Umso stiller und verlassener empfand Ada heute den Garten. Als ob ihre Familie ihr plötzlich nicht mehr genügte, und sie fühlte sich fast ein wenig schuldig bei diesem Gedanken.
Royston und Cecily waren mit Lord und Lady Grantham nach Devon aufgebrochen, um unter dem Familienschmuck der Ashcombes vielleicht ein Stück zu finden, das Cecily als Verlobungsring gefiel. Danach sollte es nach London gehen, um für Cecily eine Robe für die Verlobungsgesellschaft anfertigen zu lassen und um auf Estreham House alles für die bevorstehende Feier zu planen und vorzubereiten. Und da diese Reise nach Devon für die künftig verschwägerten Familien eine gute Möglichkeit bot, sich besser kennenzulernen, waren Leonard und Tommy mitgefahren.

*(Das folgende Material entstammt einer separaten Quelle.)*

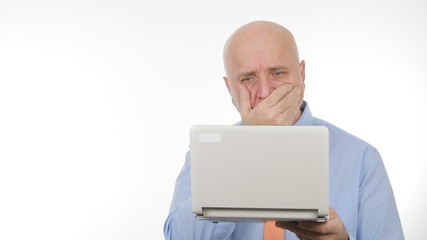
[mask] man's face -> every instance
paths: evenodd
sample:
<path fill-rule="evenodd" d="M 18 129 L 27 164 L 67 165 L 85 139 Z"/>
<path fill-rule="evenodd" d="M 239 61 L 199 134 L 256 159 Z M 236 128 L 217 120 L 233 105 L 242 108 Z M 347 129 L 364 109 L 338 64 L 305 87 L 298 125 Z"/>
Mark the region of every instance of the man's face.
<path fill-rule="evenodd" d="M 230 48 L 224 80 L 236 108 L 240 111 L 241 86 L 249 90 L 252 108 L 283 84 L 303 89 L 305 63 L 299 63 L 296 51 L 292 44 L 268 38 Z"/>

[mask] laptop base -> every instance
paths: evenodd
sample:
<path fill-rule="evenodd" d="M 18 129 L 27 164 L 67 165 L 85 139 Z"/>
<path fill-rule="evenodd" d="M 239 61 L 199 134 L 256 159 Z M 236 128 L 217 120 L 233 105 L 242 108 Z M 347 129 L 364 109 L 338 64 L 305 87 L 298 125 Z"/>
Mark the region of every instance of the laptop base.
<path fill-rule="evenodd" d="M 317 210 L 306 209 L 236 209 L 204 208 L 197 219 L 212 222 L 314 221 L 327 222 L 329 215 L 318 216 Z"/>

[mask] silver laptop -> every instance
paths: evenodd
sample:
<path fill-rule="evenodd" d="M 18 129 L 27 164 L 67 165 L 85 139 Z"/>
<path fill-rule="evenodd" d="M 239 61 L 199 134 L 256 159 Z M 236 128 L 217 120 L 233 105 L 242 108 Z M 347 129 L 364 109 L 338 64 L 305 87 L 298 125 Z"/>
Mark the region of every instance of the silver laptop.
<path fill-rule="evenodd" d="M 221 221 L 329 218 L 329 133 L 321 126 L 192 126 L 192 212 Z"/>

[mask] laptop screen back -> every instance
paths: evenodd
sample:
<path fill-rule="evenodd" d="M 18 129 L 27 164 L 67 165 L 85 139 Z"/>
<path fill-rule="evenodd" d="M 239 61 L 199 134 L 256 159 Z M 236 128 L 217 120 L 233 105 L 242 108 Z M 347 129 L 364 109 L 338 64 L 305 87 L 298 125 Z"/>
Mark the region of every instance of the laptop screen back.
<path fill-rule="evenodd" d="M 325 221 L 328 162 L 325 127 L 192 126 L 192 211 L 215 222 Z"/>

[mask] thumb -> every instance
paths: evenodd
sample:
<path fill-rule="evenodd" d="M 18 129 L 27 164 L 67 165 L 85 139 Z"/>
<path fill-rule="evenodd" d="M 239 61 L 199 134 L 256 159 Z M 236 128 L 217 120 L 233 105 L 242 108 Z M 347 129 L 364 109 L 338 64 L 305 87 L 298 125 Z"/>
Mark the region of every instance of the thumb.
<path fill-rule="evenodd" d="M 240 86 L 239 112 L 240 115 L 246 116 L 252 110 L 251 94 L 245 86 Z"/>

Ada unterdrückte ein sehnsuchtsvolles Seufzen und widmete sich wieder ihrem Skizzenblock. Mit der Kuppe des kleinen Fingers verrieb sie die Zeichenkohle auf dem Papier zu einem Schatten, der jedoch nicht zufriedenstellend ausfiel. Sie zog die Brauen zusammen und legte den Kopf leicht schräg, kaute angespannt auf ihrer Lippe, während sie überlegte, wie sich das, was ihre Augen sahen, besser einfangen ließe.
»Ich dachte, wir könnten nächste Woche nach London fahren und uns um deine neue Garderobe kümmern«, drang die Stimme ihrer Mutter herüber. »Was meinst du, Ada?«
Adas Pulsschlag beschleunigte sich, und Bangigkeit stieg in ihr auf. Noch immer hatte sie es nicht über sich gebracht, ihren Wunsch, ans College zurückzukehren, zu äußern und ihre Eltern um deren Erlaubnis zu bitten. Morgen – morgen werd ich’s tun , hatte sie sich ein um den anderen Tag versprochen und es dann doch wieder aufgeschoben.
»Ada?«
Ohne aufzusehen, kratzte sie mit dem Daumennagel an der Kohle in ihrer Hand. »Ich glaube, ich möchte mein gesellschaftliches Debüt gerne noch etwas verschieben, Mama«, erwiderte sie schließlich leise.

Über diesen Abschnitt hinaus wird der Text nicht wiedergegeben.